Typical Separator Train

Example: Three-Stage Separation System Stage 1: High-pressure separator (HP) - Pressure: 1,000 psig - Type: Three-phase horizontal separator - Purpose: Primary gas-liquid-water separation - Gas: To sales gas or compression Stage 2: Intermediate-pressure separator (IP) - Pressure: 250 psig - Type: Two-phase or three-phase horizontal - Purpose: Flash gas recovery, additional water separation - Gas: To compression (Stage 2 suction) Stage 3: Low-pressure separator / stock tank - Pressure: 25–50 psig - Type: Two-phase horizontal or atmospheric tank - Purpose: Final stabilization, vapor recovery - Gas: To vapor recovery unit (VRU) or flare
Optimization: The stage pressures should be optimized to maximize liquid recovery and minimize total compression horsepower. As a rough guideline, equal pressure ratios between stages (geometric progression) provides a good starting point.

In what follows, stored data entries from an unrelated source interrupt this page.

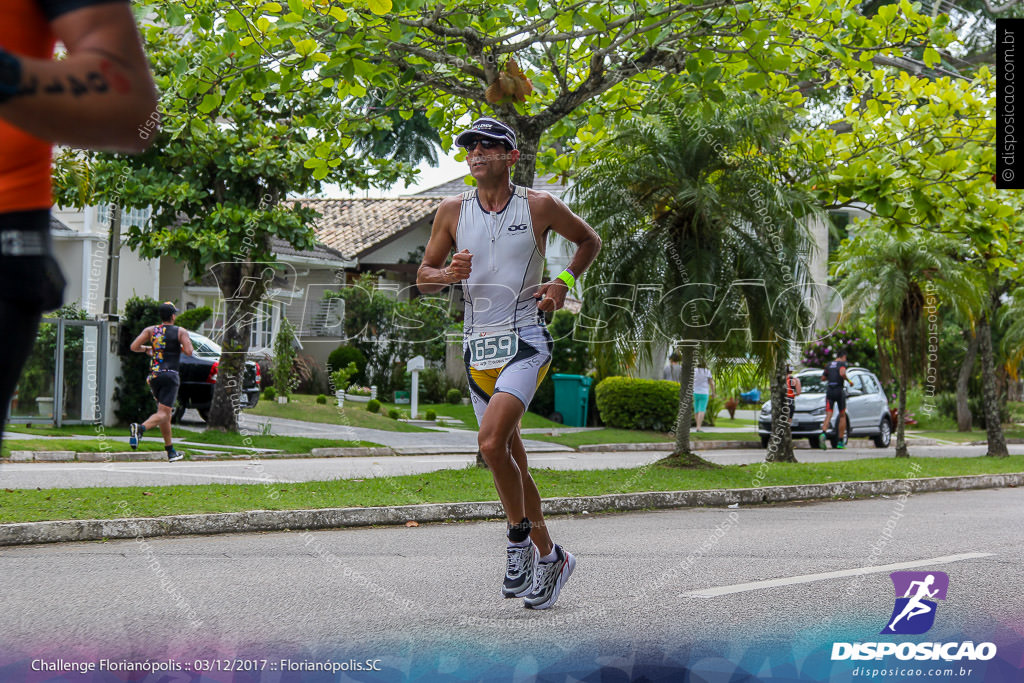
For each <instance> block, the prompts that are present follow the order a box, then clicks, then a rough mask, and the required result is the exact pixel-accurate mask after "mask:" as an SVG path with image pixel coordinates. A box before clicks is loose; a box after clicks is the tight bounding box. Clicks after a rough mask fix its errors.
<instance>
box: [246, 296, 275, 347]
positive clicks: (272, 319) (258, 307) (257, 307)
mask: <svg viewBox="0 0 1024 683" xmlns="http://www.w3.org/2000/svg"><path fill="white" fill-rule="evenodd" d="M272 345H273V302H272V301H260V302H259V304H258V305H257V306H256V313H255V319H254V321H253V331H252V336H251V337H250V339H249V346H250V348H251V349H253V350H256V349H261V348H270V347H271V346H272Z"/></svg>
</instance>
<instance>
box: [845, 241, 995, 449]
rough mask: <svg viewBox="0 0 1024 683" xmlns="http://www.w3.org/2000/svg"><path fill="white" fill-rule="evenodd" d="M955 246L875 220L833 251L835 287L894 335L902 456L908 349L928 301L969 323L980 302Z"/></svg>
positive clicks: (854, 308)
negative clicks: (872, 314) (901, 229)
mask: <svg viewBox="0 0 1024 683" xmlns="http://www.w3.org/2000/svg"><path fill="white" fill-rule="evenodd" d="M956 253H957V245H956V244H955V243H953V242H950V241H949V240H946V239H943V238H942V237H940V236H939V234H938V233H935V232H926V231H924V230H921V229H913V230H910V231H909V232H908V233H907V234H906V236H905V237H902V238H901V237H898V236H896V234H894V233H893V232H892V231H890V230H889V229H887V227H886V226H884V225H883V224H882V223H881V222H879V221H867V222H866V223H865V224H864V226H863V228H861V229H859V230H857V232H856V234H854V236H853V237H852V238H850V239H849V240H847V241H846V242H844V243H843V245H842V247H841V248H840V250H839V251H838V252H837V255H836V257H837V263H836V265H835V266H834V269H833V271H834V275H835V276H837V278H838V279H840V282H839V286H838V290H839V292H840V294H842V295H843V297H844V299H845V303H846V304H847V305H848V306H849V308H850V309H852V310H858V309H860V308H863V307H867V306H871V307H874V309H876V314H877V316H878V321H879V323H880V325H881V327H882V328H883V330H884V331H885V332H886V334H887V335H888V336H889V337H890V338H891V339H893V341H894V342H895V346H896V353H897V368H898V372H899V382H898V386H899V389H898V392H899V420H898V425H897V427H896V457H897V458H906V457H907V456H908V454H907V450H906V437H905V433H904V417H905V415H906V391H907V387H908V384H909V381H910V377H909V376H910V347H911V345H912V343H913V334H914V330H915V329H916V328H918V327H919V325H920V323H921V317H922V313H923V311H924V309H925V306H926V305H936V303H938V304H945V305H948V306H951V307H952V308H953V309H954V310H955V311H956V312H957V314H959V315H962V316H963V317H964V318H965V319H968V321H973V319H974V311H976V310H979V308H980V307H981V304H982V294H981V292H982V290H981V283H979V281H978V276H977V273H976V271H975V269H972V268H970V267H968V266H967V265H966V264H965V262H964V261H963V260H962V259H958V258H956Z"/></svg>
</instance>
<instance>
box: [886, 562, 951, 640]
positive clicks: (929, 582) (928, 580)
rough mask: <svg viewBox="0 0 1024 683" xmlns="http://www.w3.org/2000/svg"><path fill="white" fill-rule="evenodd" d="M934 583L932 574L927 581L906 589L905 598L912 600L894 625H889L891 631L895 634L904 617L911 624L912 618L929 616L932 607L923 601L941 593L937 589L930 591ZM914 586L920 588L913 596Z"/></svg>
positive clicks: (916, 582)
mask: <svg viewBox="0 0 1024 683" xmlns="http://www.w3.org/2000/svg"><path fill="white" fill-rule="evenodd" d="M934 583H935V574H931V573H930V574H928V575H927V577H926V578H925V581H914V582H910V585H909V586H907V588H906V595H904V596H903V597H904V598H907V597H908V598H910V599H909V600H907V602H906V605H905V606H904V607H903V611H901V612H900V613H899V615H898V616H897V617H896V618H894V620H893V623H892V624H890V625H889V630H890V631H893V632H895V629H894V628H893V627H895V626H896V623H897V622H898V621H900V620H901V618H903V617H904V616H905V617H906V621H908V622H909V621H910V620H911V618H913V617H914V616H916V615H919V614H927V613H928V612H930V611H932V608H931V606H929V605H926V604H925V603H923V602H922V599H924V598H926V597H928V598H934V597H935V595H936V594H937V593H938V592H939V589H937V588H936V589H935V590H934V591H930V590H928V589H929V587H931V585H932V584H934ZM914 586H916V587H918V592H916V593H914V594H913V595H912V596H911V595H910V593H911V592H912V591H913V587H914Z"/></svg>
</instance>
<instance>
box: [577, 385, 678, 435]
mask: <svg viewBox="0 0 1024 683" xmlns="http://www.w3.org/2000/svg"><path fill="white" fill-rule="evenodd" d="M594 392H595V393H596V394H597V410H598V411H600V412H601V421H602V422H604V424H606V425H608V426H610V427H621V428H623V429H654V430H657V431H669V430H670V429H672V428H673V426H674V425H675V424H676V417H677V414H678V412H679V382H671V381H668V380H641V379H633V378H631V377H608V378H606V379H604V380H602V381H601V382H600V383H599V384H598V385H597V388H596V389H595V391H594Z"/></svg>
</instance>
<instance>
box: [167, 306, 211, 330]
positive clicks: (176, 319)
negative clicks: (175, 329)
mask: <svg viewBox="0 0 1024 683" xmlns="http://www.w3.org/2000/svg"><path fill="white" fill-rule="evenodd" d="M212 315H213V309H212V308H210V307H209V306H199V307H198V308H193V309H191V310H186V311H185V312H183V313H180V314H178V316H177V317H176V318H174V324H175V325H177V326H180V327H182V328H184V329H185V330H191V331H193V332H199V329H200V328H201V327H203V324H204V323H206V322H207V321H208V319H210V317H211V316H212Z"/></svg>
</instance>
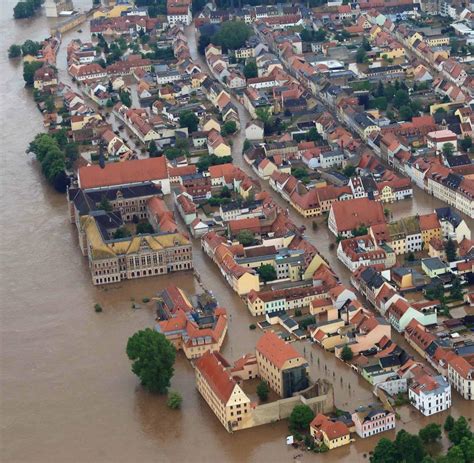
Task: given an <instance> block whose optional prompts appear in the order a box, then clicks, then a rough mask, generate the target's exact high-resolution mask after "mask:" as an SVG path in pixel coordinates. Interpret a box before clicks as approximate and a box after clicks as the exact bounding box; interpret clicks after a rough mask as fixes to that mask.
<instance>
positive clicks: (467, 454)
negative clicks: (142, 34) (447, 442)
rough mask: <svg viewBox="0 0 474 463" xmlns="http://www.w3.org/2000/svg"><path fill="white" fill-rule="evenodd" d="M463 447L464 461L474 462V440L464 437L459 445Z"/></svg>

Use flash calculation software (e.g., HYSYS, ProMax) for final optimization.

7. Selection Examples

Example 1: Gas Gathering Station

Conditions: Gas flow: 20 MMSCFD Condensate: 100 bbl/day Water: 50 bbl/day Pressure: 600 psig GOR: 20,000,000 / 150 = 133,333 SCF/bbl Selection: GOR > 50,000 --> Gas scrubber Pressure = 600 psig --> Vertical preferred Water present but minor --> Two-phase scrubber + water dump Result: Vertical gas scrubber with wire mesh demister

Example 2: Oil Production Facility

Conditions: Gas flow: 5 MMSCFD Oil: 2,000 bbl/day Water: 3,000 bbl/day (60% water cut) Pressure: 200 psig GOR: 5,000,000 / 5,000 = 1,000 SCF/bbl Selection: GOR < 3,000 --> Liquid-heavy, horizontal Water cut 60% --> Three-phase or FWKO + two-phase Oil/water separation needed Result: FWKO (for bulk water) + three-phase production separator

Example 3: Pipeline Receipt Station

Conditions: Gas flow: 100 MMSCFD Condensate: Occasional slugs (50–200 bbl) Water: Trace Pressure: 900 psig Slug potential: High (30-mile pipeline) Selection: Slug flow expected --> Slug catcher required Gas dominant --> Scrubber downstream Custody transfer metering downstream --> Filter separator Result: Finger-type slug catcher + vertical scrubber + filter separator

Example 4: Compressor Station

Conditions: Gas flow: 50 MMSCFD Liquid: Trace condensate from pipeline Pressure: 400 psig suction Downstream: Reciprocating compressor Selection: Gas dominant, trace liquid --> Scrubber Compressor protection critical --> High-efficiency demister Vertical preferred for compressor suction Result: Vertical suction scrubber with wire mesh demister + HHLL shutdown
Validation: After selecting the separator type, verify the selection by sizing the vessel and confirming it meets all process requirements. If the vessel size becomes impractical (too large, too heavy, or too expensive), reconsider the separator type or staging arrangement.